Our feedback loop is direct. End users in academic, pharmaceutical, and biotech sectors send detailed reports not only when something goes wrong, but—more importantly—about what works. If a formulation behaves better with slightly different crystallinity, our production crew adjusts drying parameters and logs the outcome. A lab seeking lower than usual water content can request custom packaging straight off the production line. These tailored adjustments come from understanding both scale-up realities and research nuances.
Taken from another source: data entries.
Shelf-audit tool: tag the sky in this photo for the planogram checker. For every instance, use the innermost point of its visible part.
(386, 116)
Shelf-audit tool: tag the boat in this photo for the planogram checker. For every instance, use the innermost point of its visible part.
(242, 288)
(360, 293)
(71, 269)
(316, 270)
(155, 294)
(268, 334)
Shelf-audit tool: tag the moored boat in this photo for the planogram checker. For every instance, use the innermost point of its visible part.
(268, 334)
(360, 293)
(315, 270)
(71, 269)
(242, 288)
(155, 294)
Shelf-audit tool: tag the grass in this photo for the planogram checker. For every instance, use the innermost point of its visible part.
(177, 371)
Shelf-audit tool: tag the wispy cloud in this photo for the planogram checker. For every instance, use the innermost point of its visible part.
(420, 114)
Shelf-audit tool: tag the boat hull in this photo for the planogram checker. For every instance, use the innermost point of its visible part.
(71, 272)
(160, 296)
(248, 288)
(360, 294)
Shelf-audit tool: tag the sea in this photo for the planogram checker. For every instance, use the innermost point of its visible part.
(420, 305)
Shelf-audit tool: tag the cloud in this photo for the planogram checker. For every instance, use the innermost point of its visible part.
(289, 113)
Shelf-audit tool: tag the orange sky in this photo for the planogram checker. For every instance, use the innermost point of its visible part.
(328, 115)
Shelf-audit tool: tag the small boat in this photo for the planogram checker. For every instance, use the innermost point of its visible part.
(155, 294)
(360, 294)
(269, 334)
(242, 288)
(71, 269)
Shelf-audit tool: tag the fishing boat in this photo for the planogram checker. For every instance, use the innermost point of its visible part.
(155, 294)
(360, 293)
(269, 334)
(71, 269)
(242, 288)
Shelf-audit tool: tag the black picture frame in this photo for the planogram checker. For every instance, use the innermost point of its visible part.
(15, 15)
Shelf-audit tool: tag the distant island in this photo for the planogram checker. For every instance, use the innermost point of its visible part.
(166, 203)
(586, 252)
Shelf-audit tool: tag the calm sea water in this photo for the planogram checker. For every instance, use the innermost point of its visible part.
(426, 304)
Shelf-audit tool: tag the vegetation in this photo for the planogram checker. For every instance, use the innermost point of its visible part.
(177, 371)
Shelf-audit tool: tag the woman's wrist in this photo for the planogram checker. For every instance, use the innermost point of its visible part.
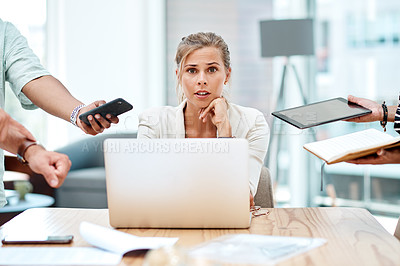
(224, 130)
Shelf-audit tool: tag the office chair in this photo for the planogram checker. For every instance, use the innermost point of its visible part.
(264, 196)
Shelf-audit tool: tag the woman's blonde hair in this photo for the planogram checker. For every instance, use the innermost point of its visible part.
(196, 41)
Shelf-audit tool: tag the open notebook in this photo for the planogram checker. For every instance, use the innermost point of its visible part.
(352, 146)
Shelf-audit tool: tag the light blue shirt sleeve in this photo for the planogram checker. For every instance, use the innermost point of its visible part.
(21, 65)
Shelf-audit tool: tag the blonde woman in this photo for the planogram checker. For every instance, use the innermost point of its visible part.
(203, 69)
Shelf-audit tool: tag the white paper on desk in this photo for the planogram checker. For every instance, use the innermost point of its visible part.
(57, 256)
(254, 249)
(119, 242)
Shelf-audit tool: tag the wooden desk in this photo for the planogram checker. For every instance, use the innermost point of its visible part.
(354, 236)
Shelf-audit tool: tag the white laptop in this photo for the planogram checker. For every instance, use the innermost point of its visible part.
(177, 183)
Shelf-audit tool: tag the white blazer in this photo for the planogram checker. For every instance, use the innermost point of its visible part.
(247, 123)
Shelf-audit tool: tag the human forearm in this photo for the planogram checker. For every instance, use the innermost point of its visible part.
(12, 133)
(50, 94)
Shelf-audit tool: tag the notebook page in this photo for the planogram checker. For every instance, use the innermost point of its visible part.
(333, 148)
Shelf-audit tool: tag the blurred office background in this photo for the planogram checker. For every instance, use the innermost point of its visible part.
(104, 49)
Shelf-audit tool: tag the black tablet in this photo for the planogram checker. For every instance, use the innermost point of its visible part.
(319, 113)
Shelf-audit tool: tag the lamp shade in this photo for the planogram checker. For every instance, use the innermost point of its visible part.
(287, 37)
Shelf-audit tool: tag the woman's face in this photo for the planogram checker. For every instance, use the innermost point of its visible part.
(203, 76)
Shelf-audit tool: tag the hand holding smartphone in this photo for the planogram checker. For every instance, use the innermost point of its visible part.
(37, 240)
(114, 107)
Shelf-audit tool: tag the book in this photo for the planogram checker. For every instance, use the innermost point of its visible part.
(352, 146)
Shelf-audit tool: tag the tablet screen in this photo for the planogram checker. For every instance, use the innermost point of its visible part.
(321, 113)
Sometimes demands exceed what the root material can realistically provide. In such cases, we work openly with researchers to plan larger harvests or staggered deliveries. Transparency on lead times and stock levels has outweighed promises of impossible timelines. As researchers ourselves, we prefer credibility over empty guarantees.
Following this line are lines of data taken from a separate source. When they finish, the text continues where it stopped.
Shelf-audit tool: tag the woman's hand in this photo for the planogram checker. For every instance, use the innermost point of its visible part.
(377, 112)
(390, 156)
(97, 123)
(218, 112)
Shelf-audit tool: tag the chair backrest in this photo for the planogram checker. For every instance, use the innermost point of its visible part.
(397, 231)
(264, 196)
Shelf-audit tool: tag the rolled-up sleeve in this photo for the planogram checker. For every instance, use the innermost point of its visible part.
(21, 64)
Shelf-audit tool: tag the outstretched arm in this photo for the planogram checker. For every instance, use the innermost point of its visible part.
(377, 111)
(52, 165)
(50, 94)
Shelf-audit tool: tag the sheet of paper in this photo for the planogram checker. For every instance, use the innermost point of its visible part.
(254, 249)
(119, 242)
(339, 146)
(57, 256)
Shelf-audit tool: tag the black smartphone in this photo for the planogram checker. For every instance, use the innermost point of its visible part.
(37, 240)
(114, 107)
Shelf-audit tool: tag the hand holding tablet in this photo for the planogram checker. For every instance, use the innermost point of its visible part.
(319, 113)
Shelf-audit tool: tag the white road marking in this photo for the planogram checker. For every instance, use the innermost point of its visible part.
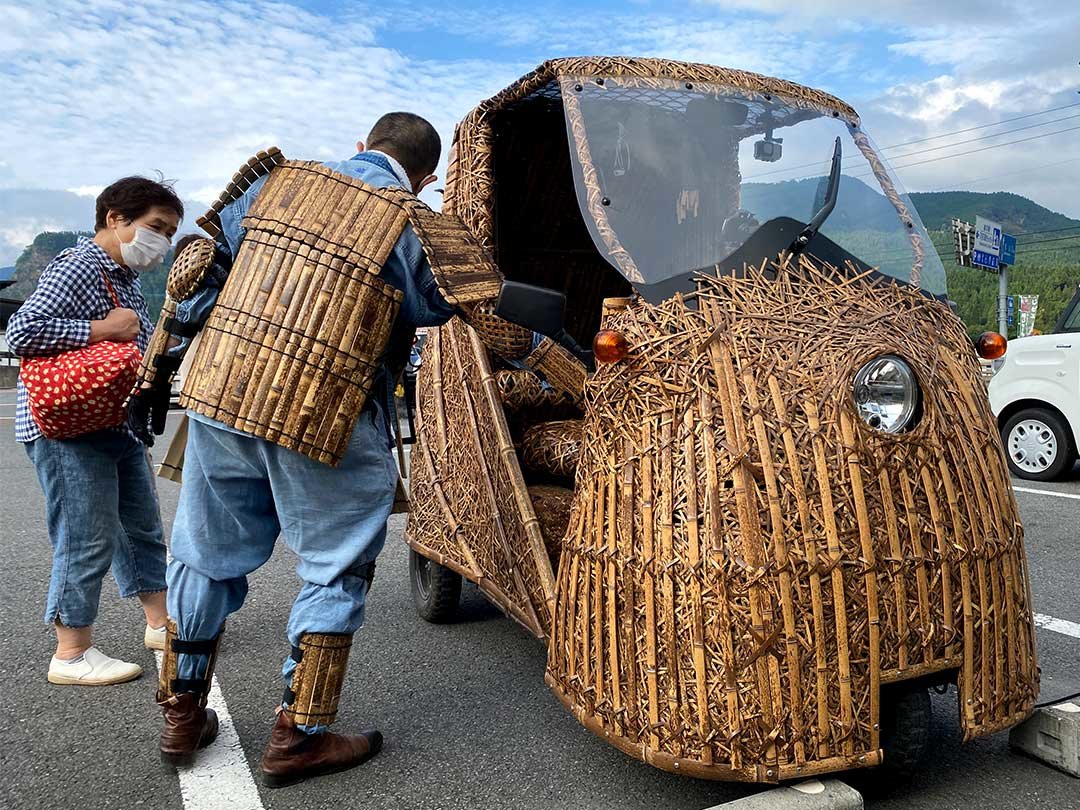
(1057, 625)
(1047, 491)
(220, 775)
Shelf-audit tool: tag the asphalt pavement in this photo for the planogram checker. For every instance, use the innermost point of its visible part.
(468, 719)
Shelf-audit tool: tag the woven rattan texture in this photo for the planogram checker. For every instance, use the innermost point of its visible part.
(552, 507)
(319, 677)
(748, 562)
(189, 268)
(564, 372)
(296, 337)
(553, 447)
(470, 509)
(505, 339)
(521, 389)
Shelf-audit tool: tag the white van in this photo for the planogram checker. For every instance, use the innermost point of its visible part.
(1036, 399)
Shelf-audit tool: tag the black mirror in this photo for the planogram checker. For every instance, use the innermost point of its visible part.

In the regulatory space, achieving consistent batch identity and traceability has prepared us for customer audits and compliance questions. Pharmaceutical partners appreciate not just purity data, but the full electronic batch history we generate. We welcome site visits and external evaluations, knowing that third-party oversight improves both documentation and outcomes.
Producing Achyranosterone under a single roof keeps risk and variation low. Unlike distributors, we never juggle multiple third-party sources or blend for numerical yield. Each season, as crops come in, our biologists survey the fields and mark variation in alkaloid content. Extraction methods get tweaked to match the reality of what each harvest brings, not the theoretical average.
Storage happens on-site, in digitally logged climate-controlled units, eliminating the risk of cross-contamination found in multi-vendor warehousing. Supply reliability sits at the center of our commitments. If output from the growing region drops after poor weather, our long-term contracts with farmers buffer against market spikes. The direct relationship allows us to stand by deliveries, both in quality and timeliness.
Sophisticated users rely on these differences. A single out-of-spec batch could trigger six months of faulty research. Our full-chain visibility means every sample, from the first root wash to the last pillowed vial, gets tracked. Any question about a sample’s history can be answered by our in-house documentation, not a chain of email requests through layers of wholesalers.
After years spent synthesizing and supplying Achyranosterone, our approach does not depend on trends or fluctuating market pitches. Every variable—climate data from the current season, new improvements in preparative analytics, direct input from hands-on researchers—feeds into our product. We have seen enough research setbacks caused by slipshod batches to know that a manufacturer’s responsibility begins long before shipping a container.
Our work gives us an appreciation of Achyranosterone as more than a product code. We view it as a bridge between traditional plant knowledge and advanced medicinal chemistry. Delivering it safely and dependably, with validated purity, means contributing to research that uncovers new uses and applications year after year.
Those seeking shortcuts or bulk intermediates miss out on the reliability a direct producer builds over time. Our team has watched the market evolve, with new types of synthetic and plant-based steroids competing for attention. Yet, returned vials from long-standing clients and collaborative reporting on every batch show there’s no substitute for a product whose entire journey—from soil to science bench—remains in capable, consistent hands.